The process of bargaining works by balancing the defendant’s upper bargaining limit with the prosecutor’s lower bargaining limit. In cases where this balance is not attained, then the case proceeds into the full trial. The process is still required to operate within the legal structures and may completely fail when it majorly does not comply with legal obligations. The legal considerations come into focus during the process of balancing the needs of the prosecutor and the defendant where there is a major gap. However, as plea bargains become more popular, the criminal justice system has began to reconsider the benefits against the consequences that this process creates (Waker, 1993). The biggest challenge has been that even though the legal system provides structures of operation, more prosecutors have developed ways of moving around these structures especially where they can aid other cases of shut down a case that may drag bon a long time. In this way, the criminal justice system appears to be compromising its values and goals at the expense of convenience.

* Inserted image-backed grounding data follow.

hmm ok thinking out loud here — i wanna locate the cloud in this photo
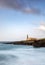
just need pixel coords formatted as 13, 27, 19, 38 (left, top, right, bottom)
38, 22, 45, 31
22, 7, 40, 14
31, 22, 45, 38
39, 25, 45, 31
0, 0, 44, 15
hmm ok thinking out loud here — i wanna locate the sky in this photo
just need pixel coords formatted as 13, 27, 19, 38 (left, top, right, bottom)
0, 0, 45, 41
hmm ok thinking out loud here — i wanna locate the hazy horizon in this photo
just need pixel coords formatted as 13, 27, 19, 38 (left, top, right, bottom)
0, 0, 45, 41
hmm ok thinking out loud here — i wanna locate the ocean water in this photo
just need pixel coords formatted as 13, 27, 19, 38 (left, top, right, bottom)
0, 43, 45, 65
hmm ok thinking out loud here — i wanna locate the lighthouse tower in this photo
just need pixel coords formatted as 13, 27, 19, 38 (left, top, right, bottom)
27, 34, 28, 40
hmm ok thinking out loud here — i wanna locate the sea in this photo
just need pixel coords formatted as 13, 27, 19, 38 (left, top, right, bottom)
0, 43, 45, 65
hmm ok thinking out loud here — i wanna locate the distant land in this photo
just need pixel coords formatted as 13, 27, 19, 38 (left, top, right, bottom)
0, 35, 45, 48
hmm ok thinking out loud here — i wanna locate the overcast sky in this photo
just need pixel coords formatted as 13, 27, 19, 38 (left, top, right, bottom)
0, 0, 45, 41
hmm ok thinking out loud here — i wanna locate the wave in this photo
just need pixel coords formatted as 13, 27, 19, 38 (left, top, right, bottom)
0, 44, 45, 65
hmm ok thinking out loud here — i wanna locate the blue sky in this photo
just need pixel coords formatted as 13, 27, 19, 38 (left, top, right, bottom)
0, 0, 45, 41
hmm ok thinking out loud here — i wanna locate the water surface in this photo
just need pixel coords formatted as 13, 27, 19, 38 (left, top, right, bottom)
0, 43, 45, 65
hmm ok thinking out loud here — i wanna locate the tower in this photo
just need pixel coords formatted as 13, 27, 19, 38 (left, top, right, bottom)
27, 34, 28, 40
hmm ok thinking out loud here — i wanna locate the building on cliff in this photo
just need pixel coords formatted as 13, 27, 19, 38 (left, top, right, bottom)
26, 35, 37, 41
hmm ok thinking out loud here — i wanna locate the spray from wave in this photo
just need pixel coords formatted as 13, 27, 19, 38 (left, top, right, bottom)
0, 44, 45, 65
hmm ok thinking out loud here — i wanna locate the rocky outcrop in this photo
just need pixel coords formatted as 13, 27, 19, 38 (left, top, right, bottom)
33, 39, 45, 47
3, 39, 45, 48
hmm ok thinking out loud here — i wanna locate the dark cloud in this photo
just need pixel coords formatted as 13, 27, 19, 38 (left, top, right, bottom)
0, 0, 45, 15
22, 8, 41, 14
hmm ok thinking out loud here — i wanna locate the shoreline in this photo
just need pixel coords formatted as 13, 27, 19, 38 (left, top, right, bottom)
1, 39, 45, 48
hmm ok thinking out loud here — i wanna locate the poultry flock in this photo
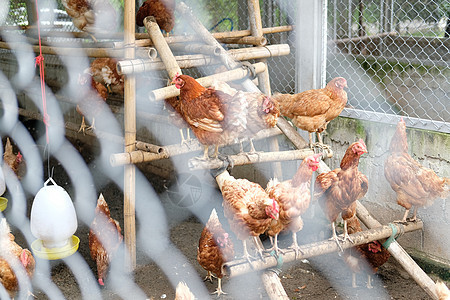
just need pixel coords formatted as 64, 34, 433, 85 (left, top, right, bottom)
1, 1, 449, 298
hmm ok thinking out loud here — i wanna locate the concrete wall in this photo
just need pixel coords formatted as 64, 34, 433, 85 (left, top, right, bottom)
323, 116, 450, 263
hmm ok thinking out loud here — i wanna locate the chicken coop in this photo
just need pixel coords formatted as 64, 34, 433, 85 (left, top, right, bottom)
0, 0, 449, 299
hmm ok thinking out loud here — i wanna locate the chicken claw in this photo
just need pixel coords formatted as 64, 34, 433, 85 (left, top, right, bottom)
203, 271, 216, 283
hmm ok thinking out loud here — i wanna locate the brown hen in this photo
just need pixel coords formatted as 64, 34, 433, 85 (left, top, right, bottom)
315, 139, 368, 249
61, 0, 118, 41
265, 154, 321, 256
136, 0, 175, 34
89, 194, 123, 286
213, 80, 280, 152
384, 118, 449, 223
89, 58, 124, 96
0, 219, 35, 298
197, 208, 234, 296
3, 137, 26, 179
343, 216, 390, 288
172, 74, 248, 159
213, 168, 279, 262
77, 65, 108, 133
272, 77, 348, 148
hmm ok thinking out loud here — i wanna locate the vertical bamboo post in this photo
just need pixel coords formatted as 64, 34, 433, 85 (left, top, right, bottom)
123, 0, 137, 271
247, 0, 283, 180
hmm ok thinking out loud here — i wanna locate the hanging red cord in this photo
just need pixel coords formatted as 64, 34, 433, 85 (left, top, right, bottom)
34, 0, 50, 144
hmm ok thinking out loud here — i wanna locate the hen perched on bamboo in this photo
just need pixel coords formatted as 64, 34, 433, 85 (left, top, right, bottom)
272, 77, 348, 148
265, 154, 321, 256
61, 0, 118, 41
212, 167, 279, 262
384, 118, 450, 223
315, 139, 368, 249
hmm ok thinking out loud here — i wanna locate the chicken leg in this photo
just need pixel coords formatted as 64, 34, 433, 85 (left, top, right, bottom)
212, 278, 227, 296
203, 271, 215, 283
330, 222, 344, 252
78, 116, 88, 134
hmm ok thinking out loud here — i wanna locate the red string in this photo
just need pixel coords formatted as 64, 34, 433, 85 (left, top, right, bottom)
34, 0, 49, 144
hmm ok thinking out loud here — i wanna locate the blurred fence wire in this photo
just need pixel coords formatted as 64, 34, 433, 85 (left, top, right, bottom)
0, 0, 449, 298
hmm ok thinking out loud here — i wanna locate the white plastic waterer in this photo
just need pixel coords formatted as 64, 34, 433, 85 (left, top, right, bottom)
30, 177, 77, 249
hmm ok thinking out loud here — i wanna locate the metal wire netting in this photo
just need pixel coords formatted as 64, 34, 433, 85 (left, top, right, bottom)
327, 0, 449, 132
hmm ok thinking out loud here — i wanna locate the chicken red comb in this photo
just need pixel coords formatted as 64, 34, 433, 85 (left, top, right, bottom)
313, 153, 322, 162
358, 138, 366, 148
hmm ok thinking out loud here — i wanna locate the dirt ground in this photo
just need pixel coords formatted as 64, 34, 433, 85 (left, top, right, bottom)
3, 136, 449, 300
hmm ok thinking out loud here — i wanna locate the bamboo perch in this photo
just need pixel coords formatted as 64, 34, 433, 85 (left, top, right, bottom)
110, 127, 282, 166
143, 16, 181, 78
222, 219, 423, 278
113, 25, 293, 48
116, 44, 290, 75
261, 271, 289, 300
356, 202, 439, 299
0, 41, 126, 58
218, 36, 267, 46
22, 25, 293, 42
147, 62, 267, 102
276, 118, 310, 150
188, 147, 333, 170
169, 43, 222, 56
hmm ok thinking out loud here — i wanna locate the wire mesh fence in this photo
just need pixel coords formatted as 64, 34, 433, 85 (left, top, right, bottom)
0, 0, 449, 299
327, 0, 449, 132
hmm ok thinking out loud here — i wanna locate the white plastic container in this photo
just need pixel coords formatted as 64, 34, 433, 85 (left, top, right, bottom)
30, 178, 77, 249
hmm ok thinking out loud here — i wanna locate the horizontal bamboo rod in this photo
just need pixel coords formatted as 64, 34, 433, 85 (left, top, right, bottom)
117, 44, 290, 75
22, 25, 293, 42
110, 127, 282, 166
0, 41, 125, 58
219, 36, 267, 46
223, 220, 423, 278
356, 201, 439, 299
113, 25, 293, 48
169, 43, 222, 56
148, 62, 267, 102
188, 147, 333, 170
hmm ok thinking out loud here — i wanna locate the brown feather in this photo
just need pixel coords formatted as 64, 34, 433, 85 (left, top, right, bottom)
136, 0, 175, 33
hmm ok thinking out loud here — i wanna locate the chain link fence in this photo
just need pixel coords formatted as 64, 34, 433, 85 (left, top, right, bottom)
327, 0, 449, 133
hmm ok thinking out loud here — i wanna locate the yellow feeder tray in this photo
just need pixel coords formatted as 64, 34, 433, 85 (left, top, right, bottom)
31, 235, 80, 260
0, 197, 7, 212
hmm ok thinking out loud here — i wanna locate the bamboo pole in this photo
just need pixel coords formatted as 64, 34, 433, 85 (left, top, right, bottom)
261, 272, 289, 300
143, 16, 181, 78
188, 148, 333, 170
218, 36, 267, 46
356, 202, 439, 299
169, 43, 222, 56
0, 41, 125, 58
123, 0, 137, 271
113, 25, 293, 48
148, 62, 267, 102
110, 127, 282, 166
222, 220, 424, 278
247, 0, 283, 183
276, 118, 311, 150
116, 44, 290, 75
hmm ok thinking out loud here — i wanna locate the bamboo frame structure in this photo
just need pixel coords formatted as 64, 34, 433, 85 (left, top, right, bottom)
222, 219, 424, 277
110, 127, 282, 166
116, 44, 290, 75
169, 43, 222, 56
123, 0, 137, 271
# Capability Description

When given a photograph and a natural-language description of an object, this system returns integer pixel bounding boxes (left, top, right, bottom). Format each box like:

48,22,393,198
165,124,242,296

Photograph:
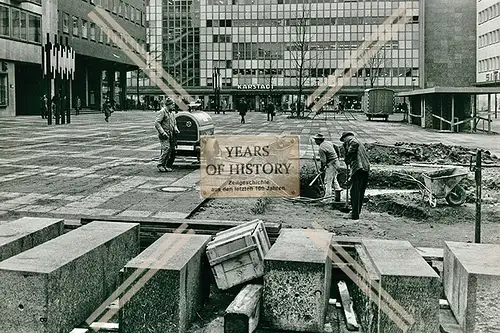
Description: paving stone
359,239,441,333
120,233,211,333
0,221,140,333
0,217,64,262
443,241,500,333
262,229,332,332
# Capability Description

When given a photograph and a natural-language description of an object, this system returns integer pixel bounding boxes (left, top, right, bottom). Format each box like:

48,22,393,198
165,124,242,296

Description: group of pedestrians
313,131,370,220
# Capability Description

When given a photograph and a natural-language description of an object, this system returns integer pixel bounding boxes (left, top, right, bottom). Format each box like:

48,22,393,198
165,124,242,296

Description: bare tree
363,47,389,88
289,6,318,118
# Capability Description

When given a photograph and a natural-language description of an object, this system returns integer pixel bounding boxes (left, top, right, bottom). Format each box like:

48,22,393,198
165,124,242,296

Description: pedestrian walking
238,98,248,124
154,97,180,172
40,95,48,119
313,133,342,201
75,96,81,115
103,98,113,122
340,131,370,220
266,101,275,121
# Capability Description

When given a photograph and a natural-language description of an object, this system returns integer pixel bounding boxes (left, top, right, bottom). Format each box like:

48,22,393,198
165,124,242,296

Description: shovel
339,167,351,213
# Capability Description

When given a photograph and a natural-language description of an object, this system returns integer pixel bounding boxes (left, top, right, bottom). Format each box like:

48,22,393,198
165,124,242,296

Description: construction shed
397,87,500,133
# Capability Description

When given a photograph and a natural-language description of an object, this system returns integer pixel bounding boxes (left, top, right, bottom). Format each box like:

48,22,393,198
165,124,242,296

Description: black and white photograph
0,0,499,332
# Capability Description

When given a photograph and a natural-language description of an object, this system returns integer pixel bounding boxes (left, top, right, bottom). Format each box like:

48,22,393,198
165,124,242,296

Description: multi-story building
56,0,147,110
0,0,43,116
477,0,500,87
132,0,477,111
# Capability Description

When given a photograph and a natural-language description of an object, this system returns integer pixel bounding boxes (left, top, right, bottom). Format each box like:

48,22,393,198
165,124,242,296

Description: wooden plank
225,284,263,333
80,216,281,234
209,245,258,266
439,308,465,333
416,247,444,261
337,281,360,331
89,322,119,332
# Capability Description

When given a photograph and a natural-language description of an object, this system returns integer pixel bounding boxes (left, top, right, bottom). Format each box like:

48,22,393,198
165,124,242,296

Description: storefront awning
397,86,500,97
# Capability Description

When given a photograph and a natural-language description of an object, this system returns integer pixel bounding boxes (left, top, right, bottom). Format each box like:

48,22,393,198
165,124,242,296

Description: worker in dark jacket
340,131,370,220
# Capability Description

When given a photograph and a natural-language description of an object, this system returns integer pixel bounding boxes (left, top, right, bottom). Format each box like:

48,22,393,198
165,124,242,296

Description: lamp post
212,66,221,114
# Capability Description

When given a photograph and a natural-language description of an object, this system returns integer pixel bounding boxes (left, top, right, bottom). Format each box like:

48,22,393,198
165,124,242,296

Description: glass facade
130,0,421,107
200,0,420,89
477,0,500,84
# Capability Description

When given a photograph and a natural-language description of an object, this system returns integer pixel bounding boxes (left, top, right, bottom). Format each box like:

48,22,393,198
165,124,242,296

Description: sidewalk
0,111,498,223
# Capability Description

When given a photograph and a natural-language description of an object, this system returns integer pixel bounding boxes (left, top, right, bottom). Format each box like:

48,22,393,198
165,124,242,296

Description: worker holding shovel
313,134,342,202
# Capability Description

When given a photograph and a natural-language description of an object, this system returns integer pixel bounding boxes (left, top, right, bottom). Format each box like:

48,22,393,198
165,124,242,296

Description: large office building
0,0,146,117
55,0,147,110
0,0,43,116
130,0,477,111
477,0,500,87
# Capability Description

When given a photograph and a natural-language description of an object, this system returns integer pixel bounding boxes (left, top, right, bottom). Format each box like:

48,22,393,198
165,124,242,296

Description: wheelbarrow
394,168,468,208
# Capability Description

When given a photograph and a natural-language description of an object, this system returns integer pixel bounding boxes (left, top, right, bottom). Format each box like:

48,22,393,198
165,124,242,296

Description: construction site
0,112,499,333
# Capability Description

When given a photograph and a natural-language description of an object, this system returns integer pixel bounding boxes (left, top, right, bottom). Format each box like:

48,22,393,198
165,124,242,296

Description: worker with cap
155,97,180,172
340,131,370,220
313,133,342,200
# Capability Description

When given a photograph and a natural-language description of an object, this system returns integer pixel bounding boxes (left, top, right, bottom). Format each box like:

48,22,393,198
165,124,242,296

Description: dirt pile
365,142,499,166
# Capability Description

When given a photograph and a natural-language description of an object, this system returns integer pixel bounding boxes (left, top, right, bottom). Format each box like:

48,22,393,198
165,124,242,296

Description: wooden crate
206,220,271,290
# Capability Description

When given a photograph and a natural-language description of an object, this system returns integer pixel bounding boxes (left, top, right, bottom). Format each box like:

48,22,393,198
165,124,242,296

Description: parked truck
362,88,395,121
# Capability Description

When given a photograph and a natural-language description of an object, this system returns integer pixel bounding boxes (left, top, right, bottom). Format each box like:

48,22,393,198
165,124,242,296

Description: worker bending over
313,133,342,199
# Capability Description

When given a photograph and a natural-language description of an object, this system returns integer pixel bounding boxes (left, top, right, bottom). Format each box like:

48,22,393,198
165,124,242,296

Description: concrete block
443,241,500,333
360,239,441,333
262,229,332,332
0,221,140,333
120,233,211,333
0,217,64,261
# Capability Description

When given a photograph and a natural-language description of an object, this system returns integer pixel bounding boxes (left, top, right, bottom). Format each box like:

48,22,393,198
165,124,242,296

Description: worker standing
340,131,370,220
155,97,180,172
313,133,342,201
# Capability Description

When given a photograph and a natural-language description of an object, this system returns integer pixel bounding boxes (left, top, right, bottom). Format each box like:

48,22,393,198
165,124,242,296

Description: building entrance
15,63,42,116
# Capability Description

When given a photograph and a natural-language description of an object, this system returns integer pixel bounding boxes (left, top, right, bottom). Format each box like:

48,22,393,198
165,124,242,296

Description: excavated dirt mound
364,142,499,166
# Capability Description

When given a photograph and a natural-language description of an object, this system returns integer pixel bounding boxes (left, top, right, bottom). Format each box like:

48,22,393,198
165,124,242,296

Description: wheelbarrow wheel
445,185,467,206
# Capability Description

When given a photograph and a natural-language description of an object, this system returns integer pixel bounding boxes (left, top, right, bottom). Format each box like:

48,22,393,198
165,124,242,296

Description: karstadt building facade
130,0,477,111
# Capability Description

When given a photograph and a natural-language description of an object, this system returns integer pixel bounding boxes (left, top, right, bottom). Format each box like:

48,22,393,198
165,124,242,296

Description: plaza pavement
0,110,498,223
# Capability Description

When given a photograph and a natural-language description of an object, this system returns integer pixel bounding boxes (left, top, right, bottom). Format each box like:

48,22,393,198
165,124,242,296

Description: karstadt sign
237,84,275,90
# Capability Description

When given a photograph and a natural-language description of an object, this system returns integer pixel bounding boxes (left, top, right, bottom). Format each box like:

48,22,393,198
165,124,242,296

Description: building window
11,9,26,40
81,19,88,38
0,5,9,36
0,74,7,106
124,4,129,19
90,22,96,40
135,8,140,23
63,13,69,34
130,6,135,21
97,26,102,43
72,16,79,36
27,14,41,43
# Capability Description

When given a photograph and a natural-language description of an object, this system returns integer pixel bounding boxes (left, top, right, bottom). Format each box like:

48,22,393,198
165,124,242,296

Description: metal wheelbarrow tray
394,168,468,207
422,168,468,206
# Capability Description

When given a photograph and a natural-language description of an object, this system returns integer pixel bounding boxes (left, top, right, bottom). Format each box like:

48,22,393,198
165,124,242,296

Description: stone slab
443,241,500,333
360,239,440,333
120,233,211,333
262,229,332,332
0,217,64,261
0,221,140,333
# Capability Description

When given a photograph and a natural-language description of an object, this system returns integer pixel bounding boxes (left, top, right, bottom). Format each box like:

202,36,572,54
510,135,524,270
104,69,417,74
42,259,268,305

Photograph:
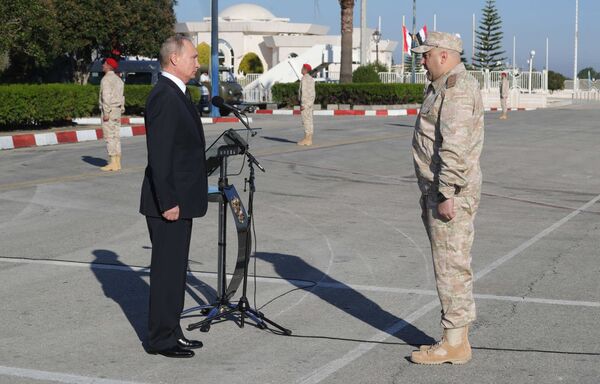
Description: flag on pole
416,25,428,45
403,25,412,53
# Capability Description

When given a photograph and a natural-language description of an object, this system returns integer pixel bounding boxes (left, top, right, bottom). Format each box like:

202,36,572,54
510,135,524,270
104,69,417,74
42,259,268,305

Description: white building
175,3,397,81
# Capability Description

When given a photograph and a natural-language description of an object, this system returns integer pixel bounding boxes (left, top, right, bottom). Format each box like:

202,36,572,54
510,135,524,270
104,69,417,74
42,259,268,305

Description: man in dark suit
140,35,208,358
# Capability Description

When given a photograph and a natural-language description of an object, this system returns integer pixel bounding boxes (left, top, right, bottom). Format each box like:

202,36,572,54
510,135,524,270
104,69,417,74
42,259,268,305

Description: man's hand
102,115,109,122
162,205,180,221
300,106,305,111
437,198,455,221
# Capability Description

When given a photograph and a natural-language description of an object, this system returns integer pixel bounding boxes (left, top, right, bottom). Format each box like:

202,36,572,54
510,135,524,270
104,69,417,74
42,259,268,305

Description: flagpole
513,35,516,70
472,13,475,65
401,15,405,81
411,0,416,83
433,14,437,31
574,0,579,92
545,37,549,70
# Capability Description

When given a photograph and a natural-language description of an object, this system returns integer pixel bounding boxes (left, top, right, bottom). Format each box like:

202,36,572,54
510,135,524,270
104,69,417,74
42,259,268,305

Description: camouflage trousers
501,97,508,115
420,193,480,329
301,106,314,135
102,114,121,156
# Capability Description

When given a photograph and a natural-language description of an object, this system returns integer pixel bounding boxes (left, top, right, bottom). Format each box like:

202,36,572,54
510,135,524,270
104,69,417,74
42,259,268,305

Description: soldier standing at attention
99,57,125,171
297,63,315,146
409,31,484,365
499,71,509,119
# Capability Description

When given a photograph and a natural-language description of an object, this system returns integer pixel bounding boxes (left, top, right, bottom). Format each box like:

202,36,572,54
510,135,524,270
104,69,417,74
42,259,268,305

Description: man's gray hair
159,35,193,68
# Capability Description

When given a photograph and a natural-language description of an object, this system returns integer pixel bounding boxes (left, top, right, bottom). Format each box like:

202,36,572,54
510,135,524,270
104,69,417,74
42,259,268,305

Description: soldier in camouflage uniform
499,72,509,119
297,63,315,146
99,57,125,171
409,31,484,365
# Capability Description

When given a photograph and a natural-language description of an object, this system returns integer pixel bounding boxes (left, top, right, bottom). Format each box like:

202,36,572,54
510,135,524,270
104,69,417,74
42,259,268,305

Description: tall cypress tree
473,0,505,70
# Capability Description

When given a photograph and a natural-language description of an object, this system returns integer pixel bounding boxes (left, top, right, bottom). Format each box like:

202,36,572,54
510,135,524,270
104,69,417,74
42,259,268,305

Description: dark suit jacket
140,75,208,219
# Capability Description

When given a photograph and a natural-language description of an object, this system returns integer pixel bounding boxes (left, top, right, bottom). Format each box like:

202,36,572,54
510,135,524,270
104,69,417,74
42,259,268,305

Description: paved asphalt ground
1,105,599,384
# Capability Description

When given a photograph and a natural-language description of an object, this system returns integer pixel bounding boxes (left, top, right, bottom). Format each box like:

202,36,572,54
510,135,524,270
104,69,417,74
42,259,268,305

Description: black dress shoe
177,337,203,349
147,345,195,358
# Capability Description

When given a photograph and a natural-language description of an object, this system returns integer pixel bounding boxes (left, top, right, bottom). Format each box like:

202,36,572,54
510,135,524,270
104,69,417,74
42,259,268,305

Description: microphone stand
184,107,291,336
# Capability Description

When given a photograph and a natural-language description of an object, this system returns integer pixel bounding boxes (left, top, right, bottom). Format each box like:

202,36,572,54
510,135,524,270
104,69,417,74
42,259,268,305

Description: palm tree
338,0,355,83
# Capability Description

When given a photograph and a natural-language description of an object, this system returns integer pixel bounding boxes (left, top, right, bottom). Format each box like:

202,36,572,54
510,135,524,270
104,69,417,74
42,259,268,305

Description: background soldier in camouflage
500,72,509,119
99,57,125,171
297,63,315,146
409,31,484,365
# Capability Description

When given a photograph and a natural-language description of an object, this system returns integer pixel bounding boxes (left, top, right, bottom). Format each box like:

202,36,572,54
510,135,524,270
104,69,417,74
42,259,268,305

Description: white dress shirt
161,71,187,95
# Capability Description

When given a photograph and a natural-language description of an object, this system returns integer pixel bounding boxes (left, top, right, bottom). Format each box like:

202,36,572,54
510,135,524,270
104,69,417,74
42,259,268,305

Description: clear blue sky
175,0,600,77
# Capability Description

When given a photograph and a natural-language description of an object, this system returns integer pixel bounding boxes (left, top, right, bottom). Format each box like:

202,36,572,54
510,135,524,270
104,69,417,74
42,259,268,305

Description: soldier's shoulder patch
446,75,457,88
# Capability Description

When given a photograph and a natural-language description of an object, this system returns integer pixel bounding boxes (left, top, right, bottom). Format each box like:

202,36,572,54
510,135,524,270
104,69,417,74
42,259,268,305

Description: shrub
0,83,173,129
352,65,381,83
272,82,424,108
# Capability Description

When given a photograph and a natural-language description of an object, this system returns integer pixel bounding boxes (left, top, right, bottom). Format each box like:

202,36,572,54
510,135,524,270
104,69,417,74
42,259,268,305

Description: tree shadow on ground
255,252,435,347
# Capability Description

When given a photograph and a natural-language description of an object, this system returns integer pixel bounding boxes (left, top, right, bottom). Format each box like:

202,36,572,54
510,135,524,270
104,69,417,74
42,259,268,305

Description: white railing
237,73,262,88
572,89,600,103
243,87,273,103
379,69,548,93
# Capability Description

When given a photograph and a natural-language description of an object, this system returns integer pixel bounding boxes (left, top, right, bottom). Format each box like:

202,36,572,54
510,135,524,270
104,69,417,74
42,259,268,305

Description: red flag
403,25,412,53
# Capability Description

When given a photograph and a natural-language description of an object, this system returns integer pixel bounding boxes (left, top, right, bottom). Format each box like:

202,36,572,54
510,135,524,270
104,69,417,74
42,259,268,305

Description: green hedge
272,83,424,108
0,84,200,128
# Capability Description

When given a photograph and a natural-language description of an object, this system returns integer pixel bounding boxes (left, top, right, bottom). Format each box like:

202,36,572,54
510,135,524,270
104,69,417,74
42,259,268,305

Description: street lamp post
372,29,381,64
528,50,536,94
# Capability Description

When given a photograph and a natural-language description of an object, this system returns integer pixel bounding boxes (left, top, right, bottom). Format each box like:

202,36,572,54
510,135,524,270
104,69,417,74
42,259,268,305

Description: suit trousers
146,216,192,350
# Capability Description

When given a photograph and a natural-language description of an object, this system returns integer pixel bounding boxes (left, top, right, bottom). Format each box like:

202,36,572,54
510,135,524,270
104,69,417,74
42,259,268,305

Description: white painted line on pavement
75,130,98,142
0,136,15,150
34,133,58,146
0,365,146,384
2,257,599,310
296,192,600,384
364,110,377,116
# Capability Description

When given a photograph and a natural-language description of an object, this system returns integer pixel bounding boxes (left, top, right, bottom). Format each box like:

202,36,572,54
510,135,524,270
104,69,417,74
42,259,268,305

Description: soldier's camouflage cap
411,31,463,54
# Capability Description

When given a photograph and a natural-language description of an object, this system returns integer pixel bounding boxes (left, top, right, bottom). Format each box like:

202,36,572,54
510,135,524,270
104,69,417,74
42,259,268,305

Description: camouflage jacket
299,74,315,108
99,71,125,116
412,63,484,199
500,77,509,99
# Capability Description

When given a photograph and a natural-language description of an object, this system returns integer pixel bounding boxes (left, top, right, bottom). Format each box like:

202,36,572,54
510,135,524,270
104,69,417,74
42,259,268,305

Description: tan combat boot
297,134,313,146
101,156,118,172
114,154,122,171
411,326,472,365
499,113,508,120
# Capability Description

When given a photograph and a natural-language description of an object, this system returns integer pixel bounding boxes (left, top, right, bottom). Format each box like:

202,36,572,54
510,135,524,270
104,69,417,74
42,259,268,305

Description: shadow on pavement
261,136,297,144
91,249,217,348
255,252,435,347
82,155,108,167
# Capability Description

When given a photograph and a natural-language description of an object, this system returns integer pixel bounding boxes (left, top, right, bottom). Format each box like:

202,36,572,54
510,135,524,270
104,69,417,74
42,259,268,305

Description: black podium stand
182,129,291,335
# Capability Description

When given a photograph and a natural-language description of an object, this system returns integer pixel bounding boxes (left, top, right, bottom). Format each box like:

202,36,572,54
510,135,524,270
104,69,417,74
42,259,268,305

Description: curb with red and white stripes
0,108,535,151
72,116,252,126
0,116,253,151
256,108,420,116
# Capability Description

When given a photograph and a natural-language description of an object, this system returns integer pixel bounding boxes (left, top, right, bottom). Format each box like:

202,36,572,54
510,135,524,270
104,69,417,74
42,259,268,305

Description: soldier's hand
162,205,180,221
437,198,455,221
102,115,109,122
300,106,305,111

Research shows that almost 90% of criminal cases are finalized through different levels of plea bargaining (Powell, 2008). This further lowers the quality of investigation and the seriousness of maximum sentences. As a result, crime is somewhat accommodated with both parities being highly aware of alternatives. For these reasons, the plea bargaining process requires careful restructuring to ensure that it does not eventually lead to a situation that completely hinders the justice system by undervaluing truthful and accurate justice.


McCoy, C. (1993). Politics and Plea Bargaining: Victims’ Rights in California. Philadelphia: University of Pennsylvania Press.

Powell, J. (2008). Constitutional Conscience: The Moral Dimension of Judicial Decision. Chicago: University of Chicago Press.

Tonry, M. (2000). The Handbook of Crime and Punishment. New York: Oxford University Press.

Vogel, M. (2007). Coercion to Compromise: Plea Bargaining, the Courts and the Making of Political Authority. New York: Oxford University Press.

Waker, S. (1993). Taming the System: The Control of Discretion in Criminal justice, 1950-1990. New York: Oxford University Press.